A team of researchers at the University of Oxford’s Big Data Institute provided evidence for the potential efficacy of a mobile app for instant contact tracing of COVID-19. The team is supporting several European countries in exploring the feasibility of such an app. The infectious disease experts believe that such an app could significantly help contain the spread of coronavirus, if quickly and widely deployed.
The scientists working on the project have expertise in epidemiology, medicine, virology, immunology, mathematical modelling, phylogenetics, behavioural economics and ethics. They have suspended their usual research on the spread of viruses to direct efforts toward modelling and halting COVID-19. They researched whether it is mathematically possible to stop the outbreak – and determined that if contact tracing is sufficiently fast, effective and widespread, the pandemic can be stopped.
Professor Christophe Fraser from the Big Data Institute, Nuffield Department of Medicine, explains why a contact tracing app could be deployed with urgency: “Coronavirus is unlike previous epidemics and requires multiple inter-dependent containment strategies. Our analysis suggests that almost half of coronavirus transmissions occur in the very early phase of infection, before symptoms appear, so we need a fast and effective mobile app for alerting people who have been exposed. Our mathematical modelling suggests that traditional public health contact tracing methods are too slow to keep up with this virus.”
Fraser continues: “The instant mobile app concept is very simple. If you are diagnosed with coronavirus, the people you’ve recently come into contact with will be messaged advising them to isolate. If this mobile app is developed and deployed rapidly, and enough people opt-in to use such an approach, we can slow the spread of coronavirus and mitigate against devastating human, economic and social impacts.”
Dr. David Bonsall, a researcher at Oxford’s Nuffield Department of Medicine and clinician at Oxford’s John Radcliffe Hospital, said: “Our findings confirm that not everybody has to use the mobile app for it to work. If with the help of the app the majority of individuals self-isolate on showing symptoms, and the majority of their contacts can be traced, we stand a chance of stopping the epidemic. To work, this approach needs to be integrated into a national programme, not taken on by independent app developers. If we can securely deploy this technology, the more people that opt-in, the faster the epidemic will stop, and the more lives can be saved.

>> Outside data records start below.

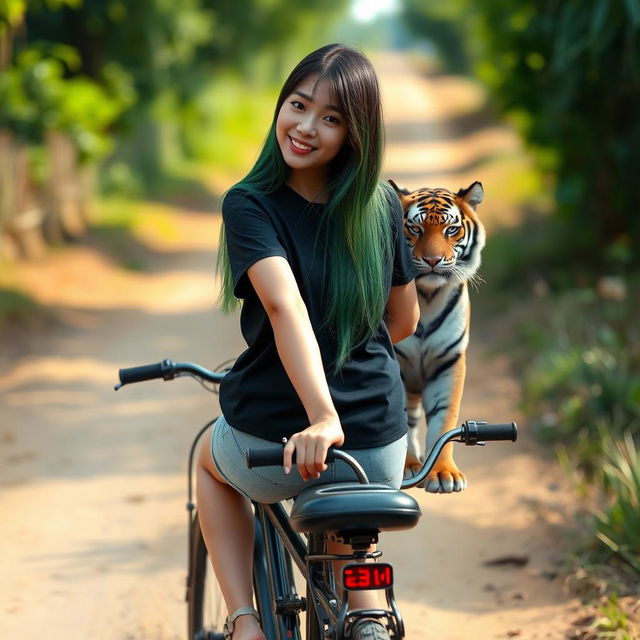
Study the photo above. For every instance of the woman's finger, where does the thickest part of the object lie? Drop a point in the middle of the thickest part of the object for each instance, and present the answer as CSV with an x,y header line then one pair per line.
x,y
287,457
301,452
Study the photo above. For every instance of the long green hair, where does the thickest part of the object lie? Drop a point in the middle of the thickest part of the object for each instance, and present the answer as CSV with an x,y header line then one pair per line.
x,y
358,224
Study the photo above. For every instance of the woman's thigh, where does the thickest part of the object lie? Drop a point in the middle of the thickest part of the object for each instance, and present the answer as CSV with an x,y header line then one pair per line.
x,y
271,484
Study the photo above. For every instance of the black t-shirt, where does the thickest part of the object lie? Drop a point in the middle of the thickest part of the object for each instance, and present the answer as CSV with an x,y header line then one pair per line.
x,y
257,396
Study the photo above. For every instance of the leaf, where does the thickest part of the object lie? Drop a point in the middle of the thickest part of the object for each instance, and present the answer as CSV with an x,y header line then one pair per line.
x,y
633,9
598,20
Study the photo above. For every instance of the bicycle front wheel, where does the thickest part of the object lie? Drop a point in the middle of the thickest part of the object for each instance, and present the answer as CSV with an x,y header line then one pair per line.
x,y
369,630
205,607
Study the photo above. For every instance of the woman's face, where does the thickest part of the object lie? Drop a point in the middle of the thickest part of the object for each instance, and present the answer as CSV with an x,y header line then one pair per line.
x,y
310,130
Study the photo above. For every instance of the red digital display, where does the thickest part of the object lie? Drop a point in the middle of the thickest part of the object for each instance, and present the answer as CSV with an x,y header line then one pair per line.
x,y
377,575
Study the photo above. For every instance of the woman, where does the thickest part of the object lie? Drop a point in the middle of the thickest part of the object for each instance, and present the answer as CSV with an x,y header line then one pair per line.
x,y
313,245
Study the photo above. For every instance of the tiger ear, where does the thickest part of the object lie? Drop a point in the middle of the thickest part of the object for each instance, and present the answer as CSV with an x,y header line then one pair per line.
x,y
403,194
472,195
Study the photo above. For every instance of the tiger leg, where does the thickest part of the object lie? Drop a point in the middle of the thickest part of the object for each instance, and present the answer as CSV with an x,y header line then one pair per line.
x,y
413,463
441,398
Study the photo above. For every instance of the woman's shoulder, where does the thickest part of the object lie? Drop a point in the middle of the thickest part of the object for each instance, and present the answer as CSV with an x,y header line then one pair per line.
x,y
241,198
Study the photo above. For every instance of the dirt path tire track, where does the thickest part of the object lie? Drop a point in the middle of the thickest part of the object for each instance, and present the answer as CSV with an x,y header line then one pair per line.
x,y
94,484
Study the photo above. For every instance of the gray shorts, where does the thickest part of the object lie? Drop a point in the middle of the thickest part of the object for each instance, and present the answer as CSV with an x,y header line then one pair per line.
x,y
270,484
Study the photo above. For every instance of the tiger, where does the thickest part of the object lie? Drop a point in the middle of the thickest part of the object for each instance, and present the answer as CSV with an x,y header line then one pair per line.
x,y
446,238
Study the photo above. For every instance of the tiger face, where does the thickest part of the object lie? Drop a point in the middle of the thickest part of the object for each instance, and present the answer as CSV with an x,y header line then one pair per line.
x,y
444,232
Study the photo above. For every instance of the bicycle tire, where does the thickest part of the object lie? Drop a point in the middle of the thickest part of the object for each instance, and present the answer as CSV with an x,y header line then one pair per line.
x,y
206,610
369,630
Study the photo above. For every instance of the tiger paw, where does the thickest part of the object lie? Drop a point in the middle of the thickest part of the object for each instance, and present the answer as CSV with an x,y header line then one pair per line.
x,y
445,478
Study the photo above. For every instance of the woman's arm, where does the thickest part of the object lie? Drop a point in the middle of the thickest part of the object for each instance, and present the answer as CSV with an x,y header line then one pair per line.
x,y
298,349
403,311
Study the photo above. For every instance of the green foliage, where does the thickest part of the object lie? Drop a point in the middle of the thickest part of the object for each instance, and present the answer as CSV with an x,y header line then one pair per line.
x,y
618,525
36,97
15,305
583,381
612,622
223,126
568,74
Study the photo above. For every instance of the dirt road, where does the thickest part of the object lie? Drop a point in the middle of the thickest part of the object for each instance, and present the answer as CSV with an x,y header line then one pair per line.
x,y
94,483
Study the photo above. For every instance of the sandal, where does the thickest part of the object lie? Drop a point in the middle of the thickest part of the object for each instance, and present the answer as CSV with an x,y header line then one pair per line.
x,y
229,623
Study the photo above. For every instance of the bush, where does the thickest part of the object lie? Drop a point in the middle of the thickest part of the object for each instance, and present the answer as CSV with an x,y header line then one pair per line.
x,y
617,526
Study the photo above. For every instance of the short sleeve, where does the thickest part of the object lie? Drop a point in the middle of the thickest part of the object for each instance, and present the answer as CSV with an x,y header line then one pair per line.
x,y
250,235
404,271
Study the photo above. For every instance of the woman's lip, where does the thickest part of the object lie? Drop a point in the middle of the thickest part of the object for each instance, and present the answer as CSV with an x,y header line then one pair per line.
x,y
297,150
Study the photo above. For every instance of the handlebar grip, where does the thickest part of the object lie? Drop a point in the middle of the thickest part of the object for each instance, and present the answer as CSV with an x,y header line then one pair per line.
x,y
272,456
483,432
144,372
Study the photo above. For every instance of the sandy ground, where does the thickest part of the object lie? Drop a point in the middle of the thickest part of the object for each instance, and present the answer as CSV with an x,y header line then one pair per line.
x,y
94,483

“At the current stage of the epidemic, contact tracing can no longer be performed effectively by public health officials in the UK, and many countries across Europe, as coronavirus is spreading too rapidly. Our research of early data from other countries shows that patient histories are incomplete – we don’t know the details of the person we sat next to on the bus. We need an instantaneous and anonymous digital solution to confirm our person-to-person contact history.”
The pandemic requires an expedient and urgent response. Fraser explains, “There are currently more daily cases in many small European countries than the whole of China. Our team is now preparing simulations for this mobile contact-tracing approach that could stop the epidemic with far less disruption than national or Europe-wide isolation. Our hope is to support communities with life-saving information as the pandemic worsens, or alternatively it could be used to release communities from large-scale isolation.”
The researchers are aware of and addressing the ethical implications of their work. Professor Michael Parker, Director of the Wellcome Centre for Ethics & Humanities and Ethox Centre, in Oxford’s Nuffield Department of Population Health recommends: “The use of any coronavirus mobile application requires high ethical standards throughout the intervention, including: guaranteeing equal access and treatment; addressing privacy and data usage concerns; adopting a transparent and auditable algorithm; considering digital deployment strategies to support specific groups, such as health care workers, the elderly and the young; and, proceeding on the basis of individual consent.”
The researchers emphasize the need for the app to be a part of an integrated approach to combat the spread of the virus.
Bonsall continues: “We need a variety of measures to slow the spread of infection before vaccines and antiviral treatments become available. A significant number of infections are being transmitted before symptoms start, so we need a fast and efficient system for alerting people when they have been exposed. Regular handwashing and hygiene remain important; in addition, people should follow any recommendations to reduce close contact with others, especially in densely populated areas. Combining these measures will help to reduce onward transmissions, which in epidemiological terms, reduces the reproductive number R; the average number of transmissions from infected individuals. If a country reduces R to less than one, the epidemic will decline and eventually stop.”
Fraser concludes, “Current strategies are not working fast enough to intercept transmission of coronavirus. To effectively tackle this pandemic we need to harness 21st century technology. Our research makes the case for a mobile application that accelerates our ability to trace infected people and provides vital information that keeps communities safe from this pandemic.”